En plus des paraphrases de la Bible, on trouve un certain nombre de poèmes religieux originaux, la plupart du temps lyriques (non-narratifs).

Le Livre d’Exeter contient une série de trois poèmes intitulée Crist.

Dream of the Rood, contenu dans le Livre de Verceil, est considéré comme l’un des plus complexes poèmes en vieil anglais. C’est une vision en rêve du Christ sur la Croix, cette dernière étant personnifiée, disant :« I endured much hardship up on that hill. I saw the God of hosts stretched out cruelly. Darkness had covered with clouds the body of the Lord, the bright radiance. A shadow went forth, dark under the heavens. All creation wept, mourned the death of the king. Christ was on the cross. » Le rêveur finit par croire en la Croix, et le rêve se termine sur une vision du Paradis.

On trouve plusieurs poèmes présentant des débats. Le plus long de ces poèmes est Le Christ et Satan du manuscrit Junius, qui oppose le Christ et Satan. Également, Solomon and Saturn, conservé en plusieurs fragments, représente le dieu Saturne comme un magicien débattant avec le roi Salomon.

Autres poèmes

D’autres formes poétiques existent en vieil anglais, dont des charades, de courts versets, des poèmes gnomiques ou mnémoniques, etc.

Plusieurs poèmes en vieil anglais sont des adaptations de textes philosophiques de l’Antiquité tardive. Le plus long est une traduction du Xe siècle de la Consolation de la philosophie de Boèce, et est conservé à la bibliothèque Cotton[évasif]. Le poème Le Phénix du Livre d’Exeter, une allégorie de De ave phoenice de Lactance.

D’autres courts poèmes dérivent de la tradition des bestiaires en latin. Parmi eux, La Panthère, La Baleine ou La Perdrix, tous trois dans le Livre d’Exeter.

Le Livre d’Exeter compte 95 énigmes dont les réponses ne sont pas fournies. Certaines restent débattues.

On trouve de courts vers dans les marges des manuscrits, qui offrent des conseils pratiques.
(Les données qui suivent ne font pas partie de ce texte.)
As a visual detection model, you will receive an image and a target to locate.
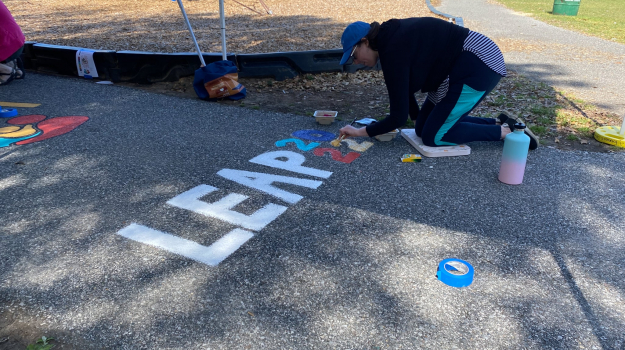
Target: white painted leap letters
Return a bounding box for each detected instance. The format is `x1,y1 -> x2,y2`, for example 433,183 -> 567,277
217,169 -> 322,204
250,151 -> 332,179
167,185 -> 287,231
117,223 -> 254,266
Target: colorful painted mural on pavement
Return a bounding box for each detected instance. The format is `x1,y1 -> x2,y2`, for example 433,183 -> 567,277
0,114 -> 89,148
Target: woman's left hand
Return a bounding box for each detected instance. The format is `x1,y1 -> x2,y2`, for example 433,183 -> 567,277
339,125 -> 369,138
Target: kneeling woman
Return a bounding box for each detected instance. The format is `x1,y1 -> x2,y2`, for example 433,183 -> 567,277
340,17 -> 538,149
Ainsi, on a des remèdes contre la perte de bétail, la façon de gérer un retard de naissance, les essaims d’abeilles, etc. Le plus long est une recette de potion contre les empoisonnements et infections, appelé Charme des neuf herbes, probablement d’origine païenne.
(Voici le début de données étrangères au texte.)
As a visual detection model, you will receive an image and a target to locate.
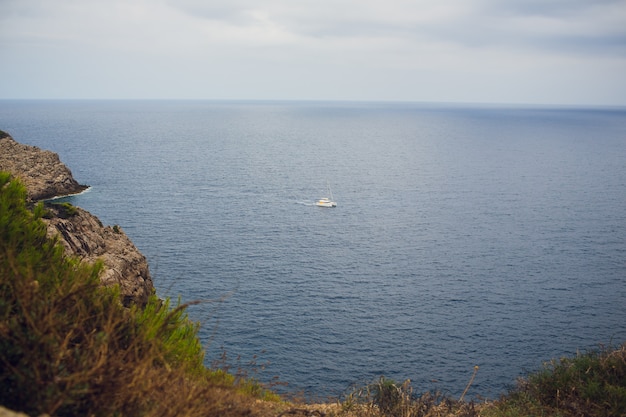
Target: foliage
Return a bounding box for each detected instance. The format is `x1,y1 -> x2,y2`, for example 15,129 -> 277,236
339,377 -> 468,417
502,344 -> 626,417
0,173 -> 278,417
Il y a un groupe de poèmes mnémoniques, prévus pour aider à retenir des listes et des séquences de noms, dans l’ordre. Ce sont Menologium, The Fates of the Apostles, The Rune Poem, The Seasons for Fasting, et Instructions for Christians.

Informations externes

Sources

  1. (en) John Collins Pope, The Rhythm of Beowulf : An interpretation of the normal and hypermetric verse-forms in old English poetry, New Haven, Yale University Press,
  2. (en) Oxford Companion to English Literature, Oxford, Oxford University Press, , 5e éd. (1re éd. 1932), 1155 p. (ISBN 0-19-866130-4, lire en ligne)
  3. (en) Angus Cameron, « Anglo-Saxon literature », Dictionary of the Middle Ages, vol. 1, , p. 280-281
  4. (en) Carl Woodring et James S. Shapiro, The Columbia Anthology of British Poetry, Columbia University Press, , 891 p. (ISBN 0-231-10180-5 et 9780231101806, lire en ligne), p. 1

Notes

  1. Par exemple, on peut citer dans The Wanderer, la référence à la bataille comme une « tempête d’épées » (« storm of spears », The Wanderer, vers 99), qui permet de voir comment les Anglo-Saxons percevaient une bataille : un élément imprévisible, chaotique, violent, et sous certaines interprétations dépendant de la Nature ; également, dans Beowulf, la mer est appelée la « route des baleines ».